This past month of my kippitmoving.com emergence, I have been able to network with an unforeseen amount of people, making me a little regretful that I didn’t get my butt in gear and start up this effort years ago. However, as much as I would have liked to connect earlier with this community, I think that this has been the exact time for me, and only just now, am I ready and receptive to the fact that I don’t have to feel different as a bad thing, but embrace this community that I am a part of.
Wow, that was a huge weekend! Through the course of spamming you all with my rambling, Greta and I were given the opportunity to attend the Cure Us PDX event this weekend (exactly a month after I started writing, timing is everything), benefiting Friedreich’s Ataxia Research. Not only was this a successful event in raising awareness and donations for FARA, it served as an invaluable venue for members of our community that are affected by ataxia, to come together and bond as a family. The Cure Us PDX Committee really did an outstanding job, tirelessly putting together the multitude of details in planning and networking (at least a couple years in the making) to pull-off this amazing evening.
It’s not too late to help out!
This event has finished, but I believe you can still donate online, here:
I am also participating in my first rideAtaxia event in northern California, May 30th, and I am raising funds for FARA through my imnotdeadyet team, everyone is welcome to join! For more information, visit our team page for the event here:
Now, for a little refresher, I don’t have Friedreich’s Ataxia (FA), but something like Friedreich’s Ataxia. When it comes to comparison with people having FA, I feel like a tweener (one who doesn’t fall in any category of people).
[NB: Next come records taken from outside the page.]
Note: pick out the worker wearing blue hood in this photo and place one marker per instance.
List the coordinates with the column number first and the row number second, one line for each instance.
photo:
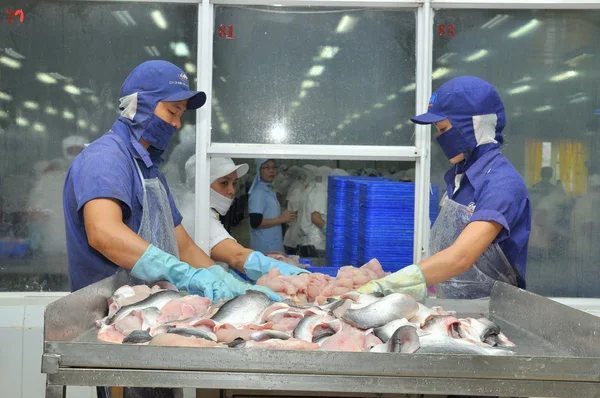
column 482, row 231
column 119, row 212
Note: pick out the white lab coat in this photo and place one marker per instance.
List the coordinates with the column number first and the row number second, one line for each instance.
column 315, row 199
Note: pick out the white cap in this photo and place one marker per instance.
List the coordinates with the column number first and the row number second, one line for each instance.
column 219, row 167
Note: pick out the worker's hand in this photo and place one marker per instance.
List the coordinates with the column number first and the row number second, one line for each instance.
column 287, row 217
column 409, row 280
column 239, row 286
column 257, row 265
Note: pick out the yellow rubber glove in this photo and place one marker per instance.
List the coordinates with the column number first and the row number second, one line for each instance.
column 409, row 280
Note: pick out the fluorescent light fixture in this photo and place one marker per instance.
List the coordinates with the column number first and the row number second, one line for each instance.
column 71, row 89
column 564, row 76
column 410, row 87
column 10, row 62
column 328, row 52
column 544, row 108
column 190, row 67
column 523, row 30
column 573, row 62
column 21, row 121
column 476, row 55
column 519, row 90
column 439, row 73
column 40, row 128
column 497, row 20
column 124, row 17
column 444, row 59
column 346, row 24
column 180, row 49
column 316, row 70
column 31, row 105
column 45, row 78
column 159, row 19
column 12, row 53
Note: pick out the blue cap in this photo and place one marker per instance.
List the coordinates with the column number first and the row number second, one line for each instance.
column 164, row 81
column 462, row 98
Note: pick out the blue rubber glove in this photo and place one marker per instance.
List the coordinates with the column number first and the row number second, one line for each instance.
column 157, row 265
column 257, row 265
column 238, row 285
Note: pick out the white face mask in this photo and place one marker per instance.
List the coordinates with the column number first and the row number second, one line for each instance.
column 219, row 202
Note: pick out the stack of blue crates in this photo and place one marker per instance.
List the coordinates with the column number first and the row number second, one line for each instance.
column 372, row 218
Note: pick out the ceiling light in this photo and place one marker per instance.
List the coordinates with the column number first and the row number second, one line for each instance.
column 410, row 87
column 190, row 67
column 439, row 73
column 528, row 27
column 10, row 62
column 497, row 20
column 68, row 115
column 71, row 89
column 544, row 108
column 519, row 90
column 159, row 19
column 316, row 70
column 329, row 52
column 564, row 76
column 476, row 56
column 346, row 24
column 180, row 49
column 21, row 121
column 31, row 105
column 40, row 128
column 45, row 78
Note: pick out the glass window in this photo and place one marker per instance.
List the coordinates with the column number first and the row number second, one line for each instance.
column 313, row 76
column 545, row 65
column 61, row 72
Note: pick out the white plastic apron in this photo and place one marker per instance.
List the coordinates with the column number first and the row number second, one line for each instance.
column 490, row 267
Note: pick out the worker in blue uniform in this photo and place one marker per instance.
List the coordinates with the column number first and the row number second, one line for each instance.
column 482, row 231
column 266, row 218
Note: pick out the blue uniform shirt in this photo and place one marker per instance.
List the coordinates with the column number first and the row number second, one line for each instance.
column 264, row 201
column 498, row 193
column 105, row 169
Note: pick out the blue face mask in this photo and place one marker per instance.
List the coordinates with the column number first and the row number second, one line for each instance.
column 158, row 133
column 453, row 142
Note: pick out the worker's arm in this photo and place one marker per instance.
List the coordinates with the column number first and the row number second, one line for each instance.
column 461, row 256
column 106, row 232
column 230, row 252
column 317, row 219
column 189, row 252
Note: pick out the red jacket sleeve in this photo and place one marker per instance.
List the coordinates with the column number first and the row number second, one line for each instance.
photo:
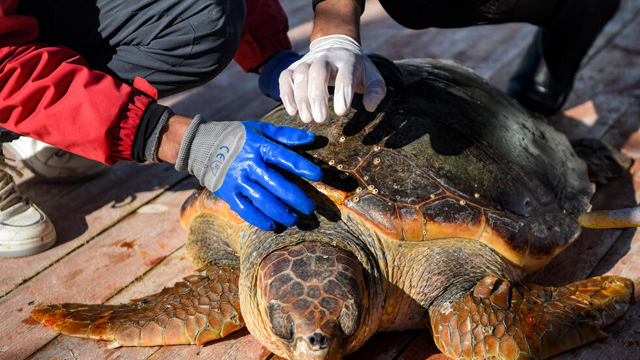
column 51, row 94
column 264, row 33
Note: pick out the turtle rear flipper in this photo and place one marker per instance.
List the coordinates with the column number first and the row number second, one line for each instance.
column 603, row 161
column 201, row 308
column 506, row 321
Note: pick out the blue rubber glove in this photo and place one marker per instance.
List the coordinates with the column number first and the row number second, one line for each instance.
column 269, row 80
column 235, row 161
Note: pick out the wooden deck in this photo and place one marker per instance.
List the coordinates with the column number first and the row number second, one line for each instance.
column 119, row 237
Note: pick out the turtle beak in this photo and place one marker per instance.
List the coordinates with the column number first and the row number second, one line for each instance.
column 317, row 346
column 607, row 219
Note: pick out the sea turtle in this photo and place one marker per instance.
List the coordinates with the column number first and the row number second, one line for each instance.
column 430, row 212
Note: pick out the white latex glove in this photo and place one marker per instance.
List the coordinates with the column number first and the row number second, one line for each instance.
column 335, row 60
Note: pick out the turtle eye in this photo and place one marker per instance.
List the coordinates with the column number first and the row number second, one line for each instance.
column 349, row 317
column 281, row 323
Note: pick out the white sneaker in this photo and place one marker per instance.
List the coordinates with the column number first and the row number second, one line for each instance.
column 52, row 163
column 24, row 229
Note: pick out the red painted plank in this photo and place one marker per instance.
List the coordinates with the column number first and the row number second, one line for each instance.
column 86, row 211
column 94, row 272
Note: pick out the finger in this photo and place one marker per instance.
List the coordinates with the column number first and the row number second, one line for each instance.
column 283, row 189
column 301, row 87
column 344, row 88
column 268, row 204
column 375, row 92
column 238, row 203
column 287, row 135
column 286, row 92
column 318, row 89
column 292, row 162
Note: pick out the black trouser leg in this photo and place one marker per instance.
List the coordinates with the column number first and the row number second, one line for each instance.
column 547, row 72
column 567, row 30
column 422, row 14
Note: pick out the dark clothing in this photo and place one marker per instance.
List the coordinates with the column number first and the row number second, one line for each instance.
column 81, row 75
column 417, row 14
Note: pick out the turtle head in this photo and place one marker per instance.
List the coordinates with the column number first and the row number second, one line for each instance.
column 315, row 297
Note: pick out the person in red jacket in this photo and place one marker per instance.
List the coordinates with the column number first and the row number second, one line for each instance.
column 84, row 76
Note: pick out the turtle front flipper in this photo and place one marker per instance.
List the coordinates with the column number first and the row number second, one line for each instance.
column 201, row 308
column 603, row 161
column 506, row 321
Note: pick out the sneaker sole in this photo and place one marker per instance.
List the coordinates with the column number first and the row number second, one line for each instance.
column 29, row 247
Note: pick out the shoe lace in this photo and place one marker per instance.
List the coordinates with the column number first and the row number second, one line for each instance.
column 9, row 193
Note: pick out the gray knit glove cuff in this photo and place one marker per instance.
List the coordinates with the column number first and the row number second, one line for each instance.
column 209, row 148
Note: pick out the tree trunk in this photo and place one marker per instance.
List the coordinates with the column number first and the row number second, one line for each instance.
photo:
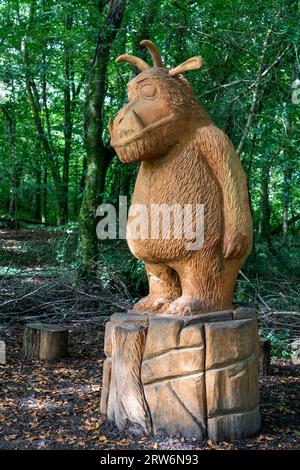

With FA, as far as I can tell, there are some very clear, universal symptoms, but no two people with FA are exactly alike. Severity and onset of each symptom can be varied all over the place with yet to be fully answered explanations, so although I can’t fully relate in every detail, this group gets me. I get them. I had never met anyone with FA, ever, so getting together with the group Friday evening before the event on Saturday, I was blown out of the water. For the first time, seeing other people, similar to me, concentrating with every ounce of their fiber, trying to make the body obey their brains through sheer determination and will, I was able to see the grace in movement, the mind, winning over the body’s own agenda. This is my family, I will be forever grateful to be a part of it, and I look forward to getting to know all of you more!
(Isn’t she pretty? I’m still not sure how I lucked out!)